No hay duda que el odio está de moda. Hoy en día cualquier noticia, crónica o columna periodística que trate un tema que se salga de los sacrosantos límites impuestos es un discurso de odio. Expresiones como sembrar odio, el odio y la violencia nunca serán el camino, no necesitamos en nuestra tierra personas que impulsen o apoyen el odio son algunos ejemplos de lo que contestaban algunos portavoces políticos navarros, jugando a psicoanalistas, tras los recientes altercados en la universidad. Efectivamente no hay que fomentar el odio, pero cómo sabemos que esas acciones o discursos que enaltecen el racismo, la aporofobia, etcétera, no son provocadas por la envidia, soberbia, ira, avaricia, enemistad y tantas otras emociones negativas que nos provocan autodestrucción de nosotros mismos más que de los demás. Dentro de la alteridad o la dialéctica de contrarios el amor-odio, altruísmo-egoísmo, etcétera, son energías necesarias pero peligrosas que revelan el conflicto interno entre el deseo de vivir y el impulso destructivo. Para que existan los primeros deben acompañarse de los segundos. Aristóteles los llamará vicios apostando por un término medio circunstancial.
Creo que la sociedad no estaba preparada para ese levantamiento rápido de la derecha con expresiones y actitudes que siempre han estado ahí pero nunca las hemos tomado en serio. Y para confundir mucho más a la pobre ciudadanía señalan como fascistas a todo lo que se enfrente a estos grupos de camisas azules, si llevan sobretodo tonos negros. Seamos serios. Estos grupos son antifascistas, con mejor o peor dinámica, y los podrás llamar comunistas, trotskistas o estalinistas, si os apetece, pero nunca serán fascistas.

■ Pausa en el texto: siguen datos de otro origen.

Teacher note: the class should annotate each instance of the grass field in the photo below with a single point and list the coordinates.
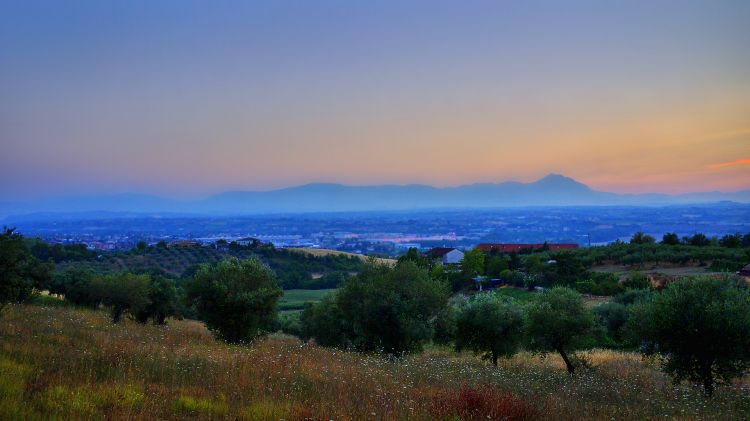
(63, 363)
(295, 299)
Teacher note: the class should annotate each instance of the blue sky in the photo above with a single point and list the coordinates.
(189, 97)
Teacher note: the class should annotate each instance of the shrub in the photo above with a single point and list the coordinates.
(558, 321)
(700, 329)
(123, 293)
(20, 272)
(162, 294)
(236, 298)
(391, 310)
(636, 280)
(490, 325)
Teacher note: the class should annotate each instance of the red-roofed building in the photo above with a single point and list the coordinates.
(509, 248)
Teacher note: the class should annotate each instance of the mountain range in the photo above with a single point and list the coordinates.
(551, 190)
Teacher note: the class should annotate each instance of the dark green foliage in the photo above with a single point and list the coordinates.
(163, 297)
(731, 241)
(698, 240)
(636, 280)
(413, 255)
(490, 325)
(700, 329)
(385, 309)
(77, 287)
(641, 238)
(558, 321)
(290, 324)
(613, 316)
(123, 293)
(236, 298)
(20, 272)
(670, 239)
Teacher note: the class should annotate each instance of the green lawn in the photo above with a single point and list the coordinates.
(517, 293)
(295, 299)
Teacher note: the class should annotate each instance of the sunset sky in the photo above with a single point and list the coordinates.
(195, 97)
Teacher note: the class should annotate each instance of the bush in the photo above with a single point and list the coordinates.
(20, 272)
(636, 280)
(390, 310)
(236, 298)
(123, 293)
(77, 286)
(700, 329)
(162, 294)
(558, 321)
(613, 316)
(490, 325)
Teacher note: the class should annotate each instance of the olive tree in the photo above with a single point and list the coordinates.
(558, 321)
(386, 309)
(236, 298)
(490, 325)
(699, 328)
(123, 293)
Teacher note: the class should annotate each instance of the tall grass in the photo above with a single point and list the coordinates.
(64, 363)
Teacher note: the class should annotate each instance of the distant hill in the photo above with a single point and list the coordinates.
(552, 190)
(293, 268)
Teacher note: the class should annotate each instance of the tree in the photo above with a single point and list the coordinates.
(613, 316)
(636, 280)
(490, 325)
(123, 293)
(557, 321)
(699, 240)
(472, 263)
(236, 298)
(76, 285)
(641, 238)
(386, 309)
(670, 239)
(731, 241)
(699, 328)
(20, 272)
(413, 255)
(162, 294)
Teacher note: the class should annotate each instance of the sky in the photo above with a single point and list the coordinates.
(190, 97)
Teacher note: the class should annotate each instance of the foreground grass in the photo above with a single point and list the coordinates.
(63, 363)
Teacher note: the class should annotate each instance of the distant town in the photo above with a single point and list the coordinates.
(389, 233)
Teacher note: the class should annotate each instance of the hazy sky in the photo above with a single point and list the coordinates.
(192, 97)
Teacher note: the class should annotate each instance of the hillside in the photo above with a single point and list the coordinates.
(73, 364)
(293, 269)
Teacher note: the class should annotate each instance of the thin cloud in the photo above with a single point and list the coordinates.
(731, 163)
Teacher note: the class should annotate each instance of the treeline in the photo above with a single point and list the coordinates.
(293, 269)
(698, 328)
(573, 268)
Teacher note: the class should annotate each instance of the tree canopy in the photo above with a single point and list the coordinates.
(236, 298)
(699, 328)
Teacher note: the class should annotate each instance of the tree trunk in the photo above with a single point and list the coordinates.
(568, 364)
(708, 379)
(117, 314)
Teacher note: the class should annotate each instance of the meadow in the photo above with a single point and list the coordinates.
(59, 362)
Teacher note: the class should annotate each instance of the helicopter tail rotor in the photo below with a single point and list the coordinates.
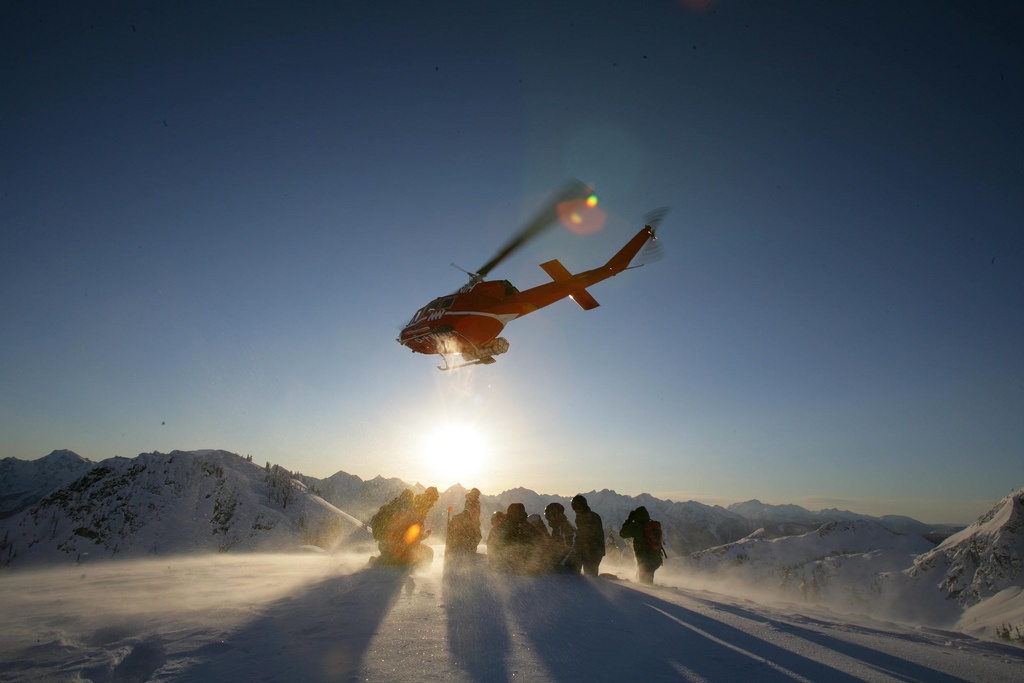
(652, 219)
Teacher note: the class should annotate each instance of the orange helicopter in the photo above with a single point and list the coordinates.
(467, 322)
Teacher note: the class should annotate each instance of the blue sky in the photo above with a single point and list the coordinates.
(217, 218)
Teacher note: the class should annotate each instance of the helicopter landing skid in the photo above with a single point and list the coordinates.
(479, 361)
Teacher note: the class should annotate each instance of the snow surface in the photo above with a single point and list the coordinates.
(320, 616)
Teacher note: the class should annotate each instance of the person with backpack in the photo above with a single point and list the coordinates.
(563, 537)
(521, 547)
(399, 529)
(464, 529)
(646, 535)
(590, 537)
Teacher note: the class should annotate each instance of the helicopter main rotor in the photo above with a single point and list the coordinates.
(574, 190)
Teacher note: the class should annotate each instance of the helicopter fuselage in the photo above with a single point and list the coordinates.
(468, 322)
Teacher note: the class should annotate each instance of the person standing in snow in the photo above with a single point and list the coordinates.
(590, 537)
(646, 543)
(563, 538)
(464, 529)
(398, 528)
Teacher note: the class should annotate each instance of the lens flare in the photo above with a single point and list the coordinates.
(582, 216)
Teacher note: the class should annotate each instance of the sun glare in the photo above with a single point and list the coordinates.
(456, 453)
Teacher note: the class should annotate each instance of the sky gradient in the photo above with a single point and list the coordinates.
(217, 218)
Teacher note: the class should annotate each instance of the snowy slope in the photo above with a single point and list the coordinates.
(159, 504)
(320, 619)
(25, 481)
(837, 564)
(983, 559)
(779, 520)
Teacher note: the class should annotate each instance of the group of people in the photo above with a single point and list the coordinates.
(517, 543)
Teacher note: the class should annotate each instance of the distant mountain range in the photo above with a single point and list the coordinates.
(64, 508)
(152, 501)
(214, 500)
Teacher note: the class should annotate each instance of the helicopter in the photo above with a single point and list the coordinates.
(466, 323)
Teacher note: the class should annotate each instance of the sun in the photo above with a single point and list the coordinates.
(456, 452)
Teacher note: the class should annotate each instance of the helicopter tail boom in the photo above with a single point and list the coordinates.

Así que les diría a estos partidos que dejen de utilizar el odio como multiherramienta. Que se preocupen de solucionar los problemas de esas minorías sociales a las que se ataca. Que para prevenir conductas minoritarias que atentan contra la dignidad humana y promueven la discriminación y desprotección de los derechos humanos no valen sólo leyes coercitivas a las que la mayoría estamos expuestos y nos producen miedo y, además, nos impiden vivir en igualdad de condiciones y ejercer plenamente nuestros derechos y libertades. Todos hemos cantado con Jarcha que hay que guardarse el miedo para que haya libertad. Pero hoy por una canción o una grabación de una conversación privada puedes acabar bajo rejas por el imaginario delito de odio u otro cualquiera. En estos casos tenía razón Hannah Arendt cuando escribió que el odio político puede transformarse en ideología totalitaria si se colectiviza.
En definitiva, dejemos tranquilos a los que supuestamente odian, que suficiente tienen consigo mismo, pero no dejemos comportamientos que atenten a nuestra memoria. El odio no deja de ser una reacción del resentimiento propio de quienes no pueden afirmar su propia vida. En vez de enfrentarse a la toga que se enfrenten a Nietzsche.